Pflegende Kinder meist weiblich

Das durchschnittliche Alter der pflegenden Kinder beträgt laut der Studie 12,5 Jahre. 69,8 Prozent sind weiblich. Weder der Wohlstand, noch die Herkunft oder die Anzahl im Haushalt lebender Erwachsener haben einen signifikanten Einfluss auf die Pflege bzw. unterstützende Haushaltsarbeit und Geschwisterbetreuung durch Kinder.

An negativen Auswirkungen zeigte sich, dass pflegende Kinder deutlich öfter als ihre Altersgenossen unter Müdigkeit, Schlafproblemen, Rückenschmerzen und Kopfschmerzen leiden.Den Aussagen "ich mache mir oft Sorgen" und "ich bin oft traurig" stimmten pflegende Kinder deutlich öfter zu als nicht pflegende Kinder.

In einem zweiten Studienteil wurden ehemalige "Young Carers" interviewt. Genannt wurden dabei negative Auswirkungen körperlicher, sozialer und psychischer Art, die von übersteigertem Kontrollbewusstsein bis hin zu Schuldgefühlen und Verlustängsten reichten. Oft wurde die Pflegeerfahrung aus aber auch positiv assoziiert.

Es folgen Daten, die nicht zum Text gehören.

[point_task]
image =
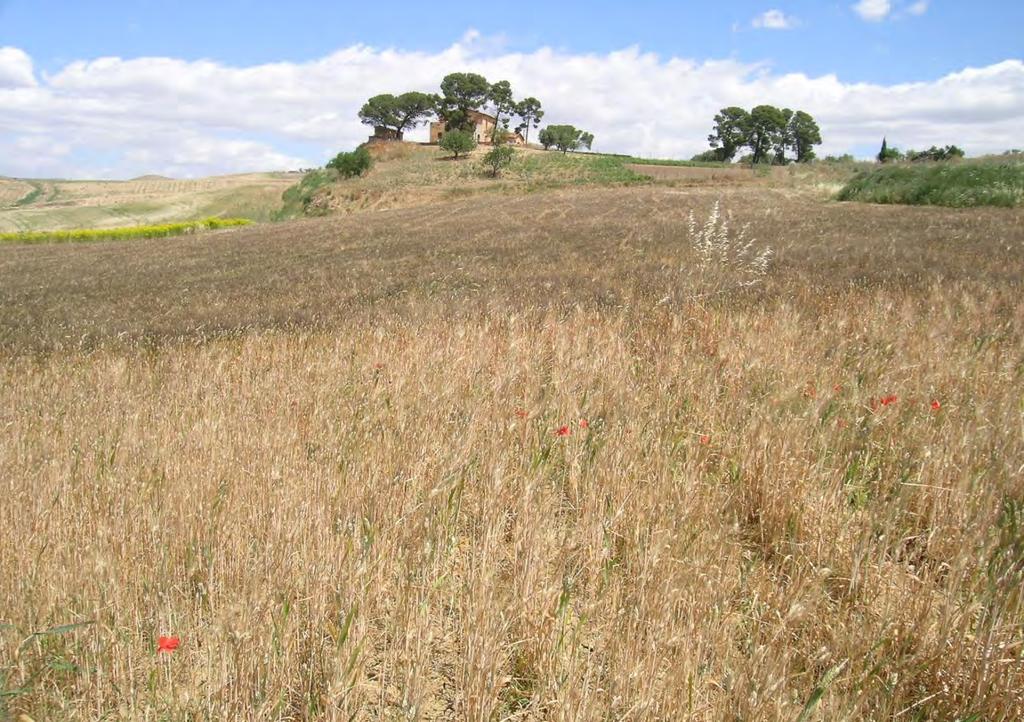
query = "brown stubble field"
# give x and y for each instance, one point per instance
(324, 454)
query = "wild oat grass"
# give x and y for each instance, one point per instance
(369, 515)
(997, 181)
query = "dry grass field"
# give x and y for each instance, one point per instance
(57, 205)
(519, 458)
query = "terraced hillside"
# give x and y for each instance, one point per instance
(50, 205)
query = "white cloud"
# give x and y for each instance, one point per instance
(774, 19)
(918, 8)
(125, 118)
(873, 10)
(15, 69)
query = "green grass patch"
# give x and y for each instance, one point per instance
(956, 184)
(297, 198)
(670, 162)
(124, 234)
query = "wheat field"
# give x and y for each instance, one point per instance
(519, 460)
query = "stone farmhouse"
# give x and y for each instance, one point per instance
(483, 128)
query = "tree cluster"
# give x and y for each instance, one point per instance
(565, 138)
(891, 154)
(460, 94)
(767, 131)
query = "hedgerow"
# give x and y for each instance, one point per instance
(123, 234)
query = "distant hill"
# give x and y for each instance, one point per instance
(65, 205)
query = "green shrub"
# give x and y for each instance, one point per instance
(498, 158)
(297, 198)
(351, 165)
(458, 142)
(124, 234)
(961, 184)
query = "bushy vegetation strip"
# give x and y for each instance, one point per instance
(957, 184)
(124, 234)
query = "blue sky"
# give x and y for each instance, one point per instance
(829, 37)
(114, 88)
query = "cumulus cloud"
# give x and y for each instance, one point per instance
(120, 118)
(15, 69)
(774, 19)
(873, 10)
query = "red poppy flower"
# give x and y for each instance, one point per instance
(168, 644)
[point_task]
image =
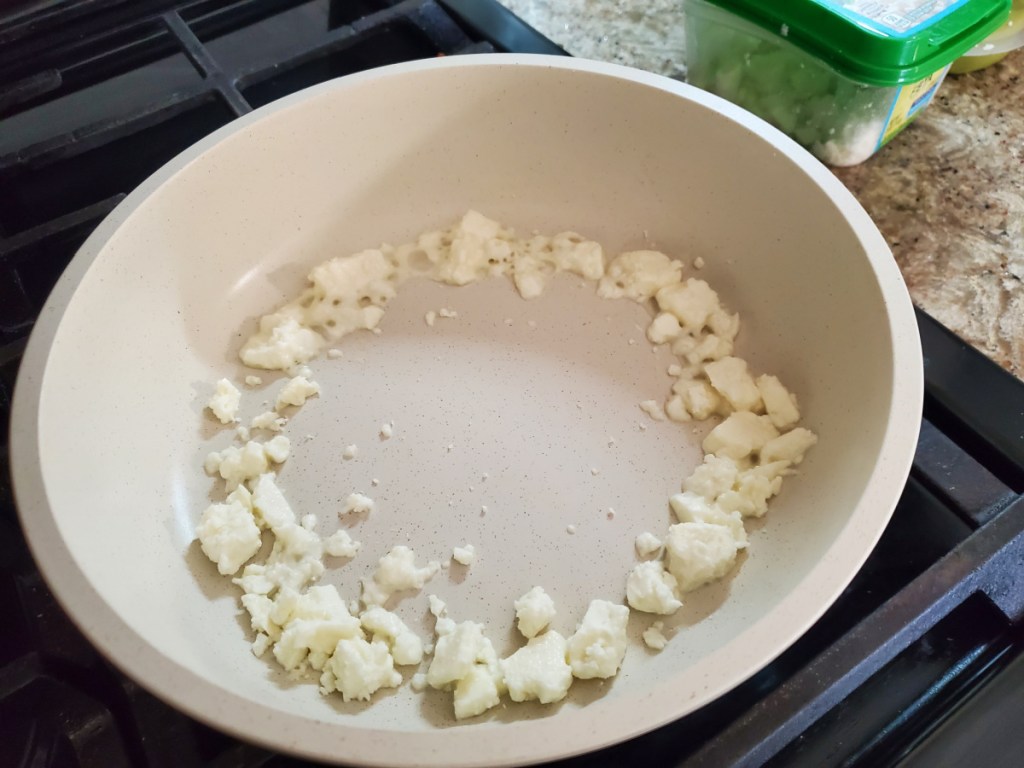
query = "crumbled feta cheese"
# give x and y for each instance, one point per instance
(396, 571)
(790, 446)
(534, 611)
(295, 560)
(464, 555)
(598, 646)
(748, 456)
(406, 645)
(237, 465)
(296, 391)
(696, 397)
(647, 544)
(347, 293)
(693, 302)
(358, 669)
(653, 636)
(358, 504)
(341, 544)
(270, 508)
(664, 328)
(318, 621)
(731, 379)
(478, 247)
(281, 343)
(638, 275)
(227, 534)
(278, 449)
(690, 507)
(268, 420)
(779, 402)
(539, 671)
(653, 410)
(739, 435)
(651, 589)
(476, 692)
(224, 402)
(699, 552)
(437, 606)
(465, 659)
(715, 476)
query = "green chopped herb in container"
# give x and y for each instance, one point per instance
(842, 77)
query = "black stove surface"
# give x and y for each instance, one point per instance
(918, 664)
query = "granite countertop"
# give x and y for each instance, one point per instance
(947, 193)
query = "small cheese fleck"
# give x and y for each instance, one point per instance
(534, 611)
(464, 555)
(224, 402)
(296, 391)
(396, 571)
(268, 420)
(651, 589)
(406, 645)
(653, 410)
(358, 504)
(227, 534)
(653, 636)
(647, 544)
(638, 274)
(341, 544)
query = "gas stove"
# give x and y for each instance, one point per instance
(918, 664)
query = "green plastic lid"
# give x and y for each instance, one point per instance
(881, 42)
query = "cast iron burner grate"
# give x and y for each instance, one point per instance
(922, 648)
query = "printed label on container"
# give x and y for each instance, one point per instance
(896, 17)
(909, 100)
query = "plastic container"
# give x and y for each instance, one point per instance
(842, 77)
(1008, 38)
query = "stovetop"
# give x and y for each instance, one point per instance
(918, 664)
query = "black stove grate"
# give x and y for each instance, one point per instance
(916, 652)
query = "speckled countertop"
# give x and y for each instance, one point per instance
(948, 193)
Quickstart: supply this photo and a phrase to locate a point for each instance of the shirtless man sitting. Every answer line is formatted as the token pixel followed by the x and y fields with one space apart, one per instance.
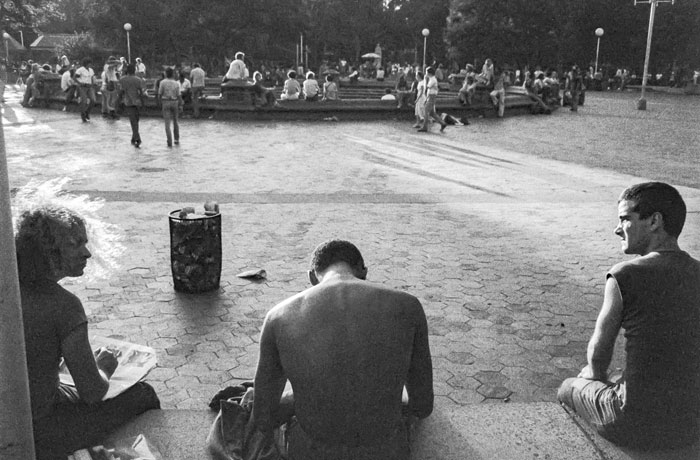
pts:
pixel 51 245
pixel 348 348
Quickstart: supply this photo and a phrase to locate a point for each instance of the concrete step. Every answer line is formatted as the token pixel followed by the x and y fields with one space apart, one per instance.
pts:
pixel 505 431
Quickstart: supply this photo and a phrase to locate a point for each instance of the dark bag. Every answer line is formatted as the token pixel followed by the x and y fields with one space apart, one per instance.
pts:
pixel 233 435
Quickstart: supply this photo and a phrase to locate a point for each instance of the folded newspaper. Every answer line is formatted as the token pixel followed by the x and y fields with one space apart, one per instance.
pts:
pixel 137 448
pixel 135 361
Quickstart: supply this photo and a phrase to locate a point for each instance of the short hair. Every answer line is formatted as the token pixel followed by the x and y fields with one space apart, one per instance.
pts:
pixel 41 233
pixel 334 251
pixel 651 197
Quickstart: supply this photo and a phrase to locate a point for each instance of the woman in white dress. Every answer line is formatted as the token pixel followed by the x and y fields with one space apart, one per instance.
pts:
pixel 419 110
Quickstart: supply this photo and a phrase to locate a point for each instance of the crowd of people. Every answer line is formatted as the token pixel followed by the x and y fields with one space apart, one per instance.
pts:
pixel 345 333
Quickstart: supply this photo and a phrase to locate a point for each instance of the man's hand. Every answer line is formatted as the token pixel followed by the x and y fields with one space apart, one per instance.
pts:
pixel 587 373
pixel 106 361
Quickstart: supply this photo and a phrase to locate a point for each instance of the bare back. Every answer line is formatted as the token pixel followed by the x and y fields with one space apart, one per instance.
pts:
pixel 348 347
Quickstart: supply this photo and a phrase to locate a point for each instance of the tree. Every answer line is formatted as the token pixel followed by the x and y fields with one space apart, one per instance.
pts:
pixel 17 15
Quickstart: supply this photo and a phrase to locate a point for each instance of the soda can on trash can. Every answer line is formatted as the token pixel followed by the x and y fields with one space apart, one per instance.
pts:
pixel 195 251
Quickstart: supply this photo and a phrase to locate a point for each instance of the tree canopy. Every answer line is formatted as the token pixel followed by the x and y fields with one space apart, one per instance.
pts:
pixel 513 32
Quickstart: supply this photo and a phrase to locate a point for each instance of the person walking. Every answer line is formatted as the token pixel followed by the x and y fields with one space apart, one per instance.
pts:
pixel 109 89
pixel 131 93
pixel 431 97
pixel 197 78
pixel 498 95
pixel 419 109
pixel 170 101
pixel 574 83
pixel 85 79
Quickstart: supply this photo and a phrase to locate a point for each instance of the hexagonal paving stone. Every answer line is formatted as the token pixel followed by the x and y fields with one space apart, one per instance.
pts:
pixel 493 392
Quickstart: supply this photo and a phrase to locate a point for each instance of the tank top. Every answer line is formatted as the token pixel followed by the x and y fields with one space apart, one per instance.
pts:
pixel 661 319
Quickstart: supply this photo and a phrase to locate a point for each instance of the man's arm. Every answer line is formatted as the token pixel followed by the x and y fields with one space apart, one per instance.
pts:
pixel 269 380
pixel 91 379
pixel 602 343
pixel 419 384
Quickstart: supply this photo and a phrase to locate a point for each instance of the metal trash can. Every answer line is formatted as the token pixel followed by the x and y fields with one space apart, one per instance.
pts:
pixel 195 251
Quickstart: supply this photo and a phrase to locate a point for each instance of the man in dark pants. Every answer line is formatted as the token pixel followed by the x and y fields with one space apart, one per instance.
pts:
pixel 132 91
pixel 655 298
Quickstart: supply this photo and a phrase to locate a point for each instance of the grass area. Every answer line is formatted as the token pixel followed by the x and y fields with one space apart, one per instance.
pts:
pixel 661 143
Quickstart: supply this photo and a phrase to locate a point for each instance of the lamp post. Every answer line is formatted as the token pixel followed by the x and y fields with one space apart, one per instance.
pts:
pixel 599 33
pixel 6 37
pixel 642 102
pixel 127 27
pixel 425 33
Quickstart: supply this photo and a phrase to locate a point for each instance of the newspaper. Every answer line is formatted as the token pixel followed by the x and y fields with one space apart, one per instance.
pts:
pixel 137 448
pixel 135 361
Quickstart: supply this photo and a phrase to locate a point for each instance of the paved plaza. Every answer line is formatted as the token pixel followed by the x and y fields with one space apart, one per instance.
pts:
pixel 496 227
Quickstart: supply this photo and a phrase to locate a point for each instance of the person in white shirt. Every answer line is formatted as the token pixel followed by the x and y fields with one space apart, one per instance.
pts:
pixel 311 88
pixel 388 96
pixel 237 70
pixel 197 77
pixel 68 86
pixel 85 79
pixel 185 88
pixel 431 93
pixel 140 68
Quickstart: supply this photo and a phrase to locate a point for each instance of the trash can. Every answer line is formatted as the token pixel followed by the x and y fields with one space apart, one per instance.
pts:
pixel 195 251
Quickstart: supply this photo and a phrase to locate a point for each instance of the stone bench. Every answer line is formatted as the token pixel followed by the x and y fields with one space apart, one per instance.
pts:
pixel 505 431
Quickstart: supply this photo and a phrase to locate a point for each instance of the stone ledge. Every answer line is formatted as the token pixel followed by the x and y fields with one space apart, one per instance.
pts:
pixel 505 431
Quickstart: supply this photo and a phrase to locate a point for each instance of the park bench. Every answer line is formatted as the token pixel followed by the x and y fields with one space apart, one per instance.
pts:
pixel 504 431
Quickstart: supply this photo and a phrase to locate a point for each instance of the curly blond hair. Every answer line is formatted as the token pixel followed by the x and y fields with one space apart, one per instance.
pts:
pixel 41 234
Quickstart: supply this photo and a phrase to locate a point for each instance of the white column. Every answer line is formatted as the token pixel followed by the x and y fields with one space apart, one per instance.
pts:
pixel 16 439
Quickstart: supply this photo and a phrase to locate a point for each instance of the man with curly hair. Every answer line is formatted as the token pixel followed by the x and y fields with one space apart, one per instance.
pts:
pixel 51 245
pixel 349 348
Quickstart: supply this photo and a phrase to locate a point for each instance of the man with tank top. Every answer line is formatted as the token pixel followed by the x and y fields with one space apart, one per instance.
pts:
pixel 655 298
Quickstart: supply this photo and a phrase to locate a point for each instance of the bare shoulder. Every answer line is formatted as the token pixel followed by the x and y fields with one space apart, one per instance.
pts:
pixel 288 306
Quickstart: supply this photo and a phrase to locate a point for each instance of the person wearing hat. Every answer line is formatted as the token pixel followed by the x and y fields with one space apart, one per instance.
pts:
pixel 237 70
pixel 431 91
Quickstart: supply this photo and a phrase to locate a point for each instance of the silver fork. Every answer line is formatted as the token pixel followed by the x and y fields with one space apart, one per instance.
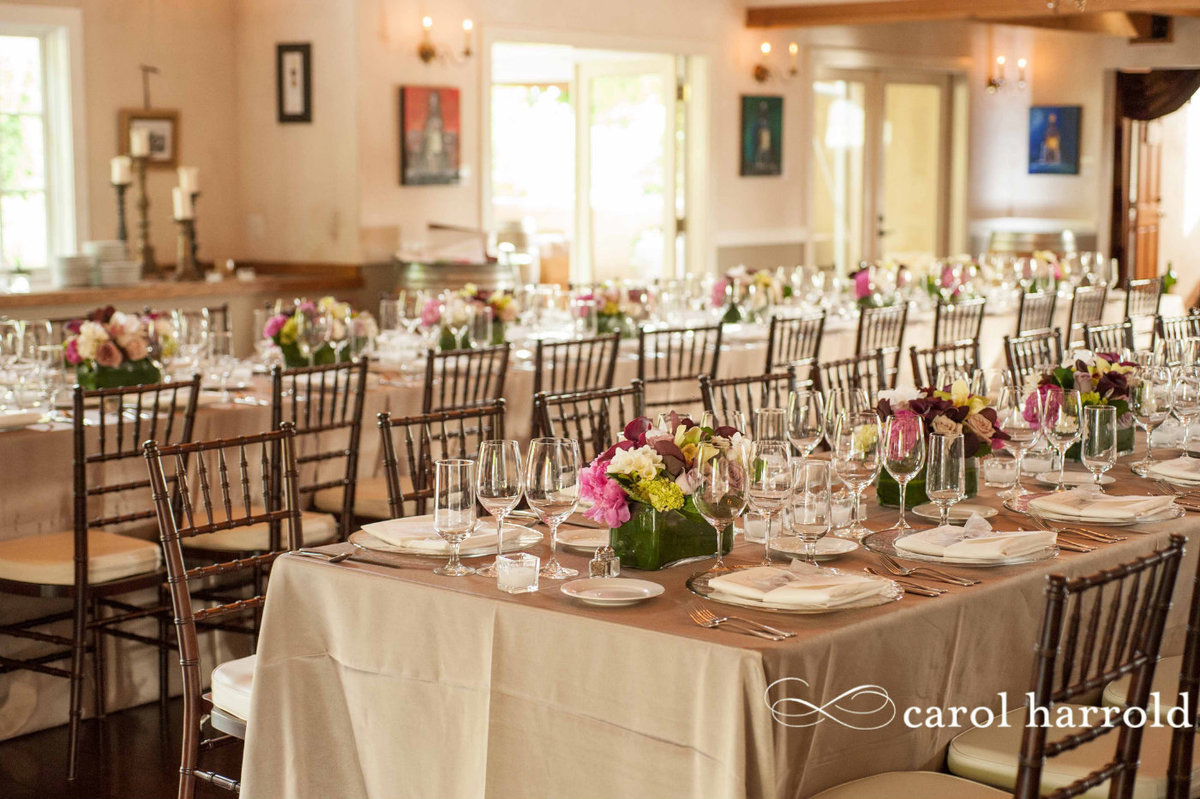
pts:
pixel 706 619
pixel 924 571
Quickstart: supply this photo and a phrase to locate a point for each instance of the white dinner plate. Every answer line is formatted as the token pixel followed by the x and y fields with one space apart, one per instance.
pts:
pixel 959 514
pixel 611 592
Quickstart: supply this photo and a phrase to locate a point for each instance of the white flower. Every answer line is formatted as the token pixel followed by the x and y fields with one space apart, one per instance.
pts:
pixel 642 463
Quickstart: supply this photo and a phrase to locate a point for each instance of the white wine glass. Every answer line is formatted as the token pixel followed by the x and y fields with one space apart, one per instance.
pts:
pixel 498 486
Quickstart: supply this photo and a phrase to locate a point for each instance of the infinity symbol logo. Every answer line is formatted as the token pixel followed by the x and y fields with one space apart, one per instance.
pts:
pixel 859 708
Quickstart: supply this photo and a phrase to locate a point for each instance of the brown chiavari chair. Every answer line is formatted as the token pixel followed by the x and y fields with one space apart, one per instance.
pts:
pixel 1086 308
pixel 1109 338
pixel 961 320
pixel 676 356
pixel 1036 312
pixel 882 329
pixel 461 378
pixel 747 394
pixel 234 488
pixel 595 419
pixel 100 559
pixel 793 338
pixel 929 361
pixel 425 439
pixel 1032 354
pixel 1093 628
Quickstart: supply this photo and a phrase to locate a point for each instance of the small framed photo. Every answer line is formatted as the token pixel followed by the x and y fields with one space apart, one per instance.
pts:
pixel 1054 139
pixel 163 126
pixel 293 82
pixel 762 136
pixel 429 136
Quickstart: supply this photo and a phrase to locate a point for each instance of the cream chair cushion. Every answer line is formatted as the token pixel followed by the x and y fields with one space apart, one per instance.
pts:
pixel 911 785
pixel 49 559
pixel 316 528
pixel 989 755
pixel 232 685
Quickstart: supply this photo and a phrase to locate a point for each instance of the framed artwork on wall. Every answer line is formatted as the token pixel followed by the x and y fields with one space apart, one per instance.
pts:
pixel 293 82
pixel 1054 139
pixel 429 136
pixel 762 136
pixel 163 127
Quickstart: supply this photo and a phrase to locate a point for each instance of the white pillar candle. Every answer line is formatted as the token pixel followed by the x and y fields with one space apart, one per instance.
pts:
pixel 190 179
pixel 121 170
pixel 183 203
pixel 139 142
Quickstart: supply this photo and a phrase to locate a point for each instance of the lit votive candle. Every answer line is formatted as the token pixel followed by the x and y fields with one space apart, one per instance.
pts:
pixel 517 574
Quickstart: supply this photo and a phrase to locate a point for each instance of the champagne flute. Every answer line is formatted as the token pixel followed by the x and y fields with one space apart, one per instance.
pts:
pixel 811 504
pixel 720 494
pixel 857 461
pixel 552 490
pixel 1062 424
pixel 946 481
pixel 498 487
pixel 904 456
pixel 1099 446
pixel 454 510
pixel 805 412
pixel 769 485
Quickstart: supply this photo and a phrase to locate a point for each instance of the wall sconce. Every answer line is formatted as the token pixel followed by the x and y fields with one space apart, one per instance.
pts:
pixel 762 71
pixel 427 50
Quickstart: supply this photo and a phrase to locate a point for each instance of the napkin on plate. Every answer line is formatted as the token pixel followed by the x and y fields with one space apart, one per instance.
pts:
pixel 801 587
pixel 1086 504
pixel 975 541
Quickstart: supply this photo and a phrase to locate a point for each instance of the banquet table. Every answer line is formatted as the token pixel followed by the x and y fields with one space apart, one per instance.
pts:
pixel 382 680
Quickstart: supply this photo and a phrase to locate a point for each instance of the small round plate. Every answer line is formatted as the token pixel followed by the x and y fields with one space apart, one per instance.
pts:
pixel 959 512
pixel 611 592
pixel 827 548
pixel 885 544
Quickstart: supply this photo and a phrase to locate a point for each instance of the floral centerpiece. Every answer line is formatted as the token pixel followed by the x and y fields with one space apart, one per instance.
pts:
pixel 346 332
pixel 109 348
pixel 951 410
pixel 642 488
pixel 1102 379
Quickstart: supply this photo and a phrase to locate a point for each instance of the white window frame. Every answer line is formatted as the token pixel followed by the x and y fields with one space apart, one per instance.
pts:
pixel 60 31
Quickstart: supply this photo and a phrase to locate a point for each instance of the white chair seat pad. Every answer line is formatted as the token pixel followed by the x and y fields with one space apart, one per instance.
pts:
pixel 232 685
pixel 989 755
pixel 911 785
pixel 49 559
pixel 316 528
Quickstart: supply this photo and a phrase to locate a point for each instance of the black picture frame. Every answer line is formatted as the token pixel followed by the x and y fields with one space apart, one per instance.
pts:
pixel 293 103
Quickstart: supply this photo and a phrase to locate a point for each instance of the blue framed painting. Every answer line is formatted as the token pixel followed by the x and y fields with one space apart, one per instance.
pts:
pixel 1054 139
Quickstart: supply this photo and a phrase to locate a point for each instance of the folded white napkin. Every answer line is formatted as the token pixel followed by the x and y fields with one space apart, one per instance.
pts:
pixel 1086 504
pixel 802 587
pixel 975 541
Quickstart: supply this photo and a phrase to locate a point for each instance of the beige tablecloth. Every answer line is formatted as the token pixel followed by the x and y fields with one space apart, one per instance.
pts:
pixel 377 682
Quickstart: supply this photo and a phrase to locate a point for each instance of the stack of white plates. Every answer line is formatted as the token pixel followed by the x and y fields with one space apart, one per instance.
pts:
pixel 71 271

Zentrale Punkte zur Verbesserung der Situation sind aus Sicht der Autoren die Bewusstseinsbildung, Enttabuisierung und Entstigmatisierung der Thematik. Außerdem solle das Angebot familienorientierter Unterstützungsmaßnahmen verbessert werden.

Für die Studie wurden mehr als 7000 Kinder an 85 Schulen in Wien und Niederösterreich befragt.

(APA/Red.)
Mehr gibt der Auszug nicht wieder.